Photophoresis as a source of hot minerals in comets

Mousis, O.; Petit, J.-M.; Wurm, G.; Krauss, O.; Alibert, Y. and Horner, J. (2007). Photophoresis as a source of hot minerals in comets. Astronomy & Astrophysics, 466(2) L9-L12.

DOI: https://doi.org/10.1051/0004-6361:20077170

Abstract

A time-dependent model of the solar nebula is used to describe the outward transport of hot mineral aggregates from locations in the warm inner regions of the nebula under the influence of photophoresis. We show that there is a direct dependence between the size of the gap initially assumed to exist in the inner solar nebula and the heliocentric distance to which the aggregates are likely to drift. We demonstrate that, despite a significant contribution to the opacity of the disk resulting from Rayleigh scattering by hydrogen, photophoresis can be considered as a transport mechanism leading to the presence of hot minerals in comets.
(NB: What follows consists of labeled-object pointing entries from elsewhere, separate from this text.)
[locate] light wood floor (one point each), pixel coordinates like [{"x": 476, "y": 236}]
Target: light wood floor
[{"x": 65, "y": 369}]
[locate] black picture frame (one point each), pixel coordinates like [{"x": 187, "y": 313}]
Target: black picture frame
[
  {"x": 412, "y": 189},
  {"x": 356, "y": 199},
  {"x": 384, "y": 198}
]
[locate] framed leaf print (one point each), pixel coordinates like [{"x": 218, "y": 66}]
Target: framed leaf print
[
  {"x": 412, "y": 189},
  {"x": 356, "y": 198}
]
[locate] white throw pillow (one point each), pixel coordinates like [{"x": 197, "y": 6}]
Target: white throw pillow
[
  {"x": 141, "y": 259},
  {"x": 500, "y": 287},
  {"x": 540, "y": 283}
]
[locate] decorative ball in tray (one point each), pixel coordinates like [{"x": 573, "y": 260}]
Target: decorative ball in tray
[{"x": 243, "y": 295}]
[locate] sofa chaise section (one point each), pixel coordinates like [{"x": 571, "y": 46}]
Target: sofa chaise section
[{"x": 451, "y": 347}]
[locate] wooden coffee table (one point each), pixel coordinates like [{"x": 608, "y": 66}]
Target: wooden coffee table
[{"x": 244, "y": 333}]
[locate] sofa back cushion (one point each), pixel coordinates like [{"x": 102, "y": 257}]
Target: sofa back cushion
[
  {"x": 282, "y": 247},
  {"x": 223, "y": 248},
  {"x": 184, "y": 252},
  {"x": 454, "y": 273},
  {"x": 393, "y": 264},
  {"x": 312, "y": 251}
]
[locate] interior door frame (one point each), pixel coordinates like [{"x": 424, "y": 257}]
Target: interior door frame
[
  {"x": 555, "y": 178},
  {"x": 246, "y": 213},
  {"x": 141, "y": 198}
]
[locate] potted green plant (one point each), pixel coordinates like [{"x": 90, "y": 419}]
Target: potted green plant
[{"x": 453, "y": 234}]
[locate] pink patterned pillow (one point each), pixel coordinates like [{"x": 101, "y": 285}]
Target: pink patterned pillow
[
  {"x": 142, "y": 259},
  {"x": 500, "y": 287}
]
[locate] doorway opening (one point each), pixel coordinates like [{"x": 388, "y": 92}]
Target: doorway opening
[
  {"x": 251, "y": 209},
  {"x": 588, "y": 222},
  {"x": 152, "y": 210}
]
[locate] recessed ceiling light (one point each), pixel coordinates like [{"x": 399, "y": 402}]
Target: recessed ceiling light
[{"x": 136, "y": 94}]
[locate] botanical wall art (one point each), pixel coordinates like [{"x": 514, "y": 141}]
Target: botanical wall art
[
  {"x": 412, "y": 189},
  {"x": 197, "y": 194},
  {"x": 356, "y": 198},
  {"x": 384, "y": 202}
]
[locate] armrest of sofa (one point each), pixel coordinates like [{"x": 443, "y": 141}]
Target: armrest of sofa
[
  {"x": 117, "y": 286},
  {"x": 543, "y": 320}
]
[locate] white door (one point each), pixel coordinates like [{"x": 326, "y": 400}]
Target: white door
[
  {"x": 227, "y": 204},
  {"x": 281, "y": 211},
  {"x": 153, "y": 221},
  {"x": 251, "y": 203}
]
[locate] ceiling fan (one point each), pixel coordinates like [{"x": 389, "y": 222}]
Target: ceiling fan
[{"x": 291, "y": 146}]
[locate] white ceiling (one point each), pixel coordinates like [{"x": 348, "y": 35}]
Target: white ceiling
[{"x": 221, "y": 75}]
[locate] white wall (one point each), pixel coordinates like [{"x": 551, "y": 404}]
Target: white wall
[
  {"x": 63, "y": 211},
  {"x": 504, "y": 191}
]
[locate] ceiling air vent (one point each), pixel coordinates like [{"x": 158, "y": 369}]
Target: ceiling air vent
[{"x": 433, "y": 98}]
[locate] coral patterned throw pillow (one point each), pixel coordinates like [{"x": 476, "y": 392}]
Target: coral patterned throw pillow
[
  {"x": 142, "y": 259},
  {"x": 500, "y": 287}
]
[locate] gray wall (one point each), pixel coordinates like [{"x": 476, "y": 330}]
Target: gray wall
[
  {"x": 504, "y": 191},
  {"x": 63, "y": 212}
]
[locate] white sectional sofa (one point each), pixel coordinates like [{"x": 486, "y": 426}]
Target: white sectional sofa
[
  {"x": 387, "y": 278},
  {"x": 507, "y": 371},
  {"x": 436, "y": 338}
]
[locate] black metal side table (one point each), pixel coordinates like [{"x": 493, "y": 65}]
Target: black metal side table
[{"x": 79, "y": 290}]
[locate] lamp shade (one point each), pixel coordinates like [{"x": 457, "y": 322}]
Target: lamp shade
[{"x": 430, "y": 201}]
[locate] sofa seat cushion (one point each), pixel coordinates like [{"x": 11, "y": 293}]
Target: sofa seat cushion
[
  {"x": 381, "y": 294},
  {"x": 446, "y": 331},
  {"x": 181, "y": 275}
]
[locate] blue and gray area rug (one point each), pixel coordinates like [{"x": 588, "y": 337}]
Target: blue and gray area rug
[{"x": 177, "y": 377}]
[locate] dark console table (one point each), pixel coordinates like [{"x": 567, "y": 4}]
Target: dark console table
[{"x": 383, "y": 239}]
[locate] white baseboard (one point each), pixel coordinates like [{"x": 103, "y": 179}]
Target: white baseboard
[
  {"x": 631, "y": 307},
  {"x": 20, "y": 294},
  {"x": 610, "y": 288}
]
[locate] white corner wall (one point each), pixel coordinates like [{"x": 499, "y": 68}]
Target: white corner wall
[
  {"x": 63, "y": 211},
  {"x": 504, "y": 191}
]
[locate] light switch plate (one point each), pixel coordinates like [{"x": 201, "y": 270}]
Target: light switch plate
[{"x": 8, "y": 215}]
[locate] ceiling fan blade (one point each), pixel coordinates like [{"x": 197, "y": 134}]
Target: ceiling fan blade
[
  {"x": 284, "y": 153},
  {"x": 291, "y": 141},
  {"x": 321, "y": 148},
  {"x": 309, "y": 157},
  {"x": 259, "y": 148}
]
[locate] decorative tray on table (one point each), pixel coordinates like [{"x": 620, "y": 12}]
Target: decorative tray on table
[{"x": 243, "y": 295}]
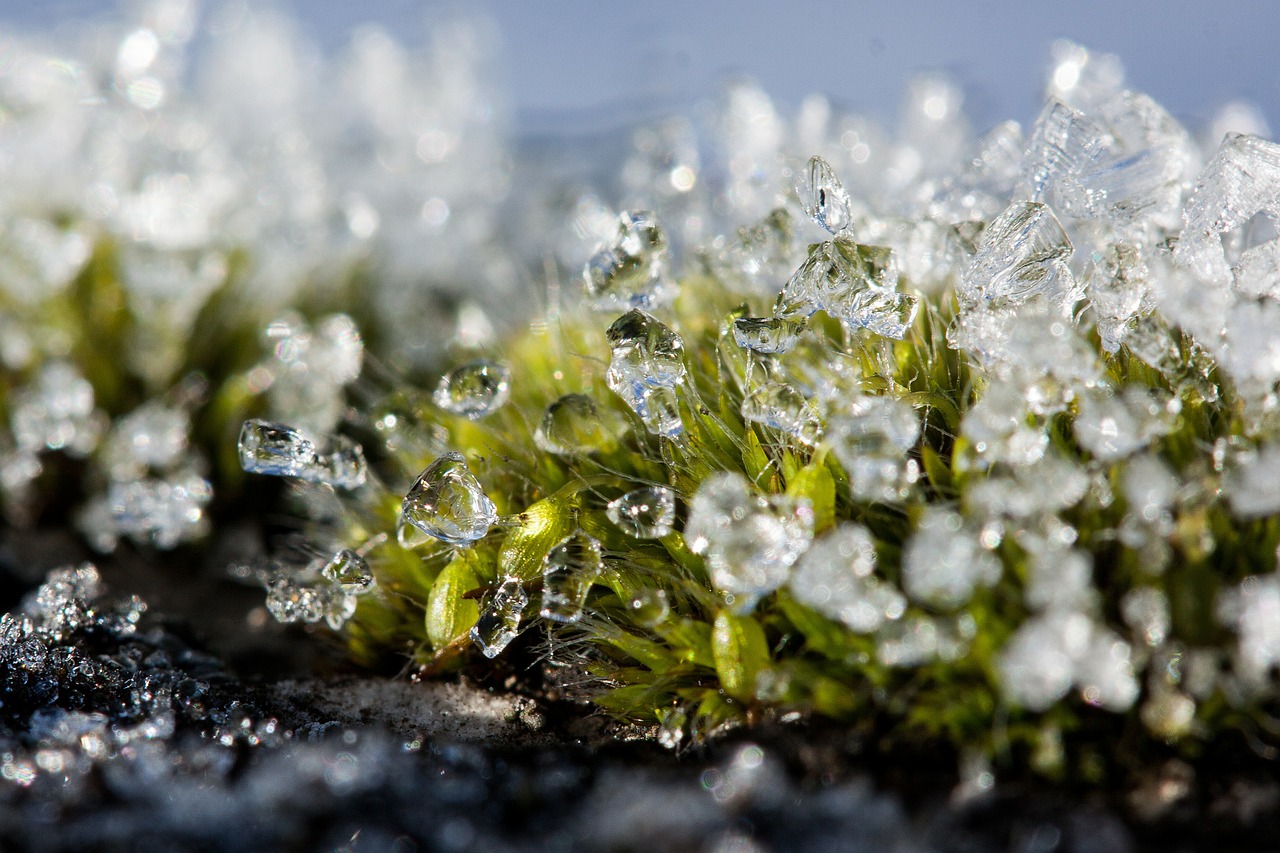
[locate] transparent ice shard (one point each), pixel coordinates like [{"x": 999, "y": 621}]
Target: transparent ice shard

This mechanism can lead to an influx of hot minerals in the formation regions of the main cometary reservoirs, implying a potential "dust-loading" of bodies from these populations. This scenario is compatible with the detection of crystalline silicates in a growing number of comets and also with the recent identification of CAIs in the samples returned from Comet 81P/Wild 2 by the Stardust mission. Finally, we find that this mechanism is consistent with the compositional diversity observed in small bodies of the outer solar system, in contrast to other proposed processes which invoke an efficient turbulent mixing within the primordial nebula.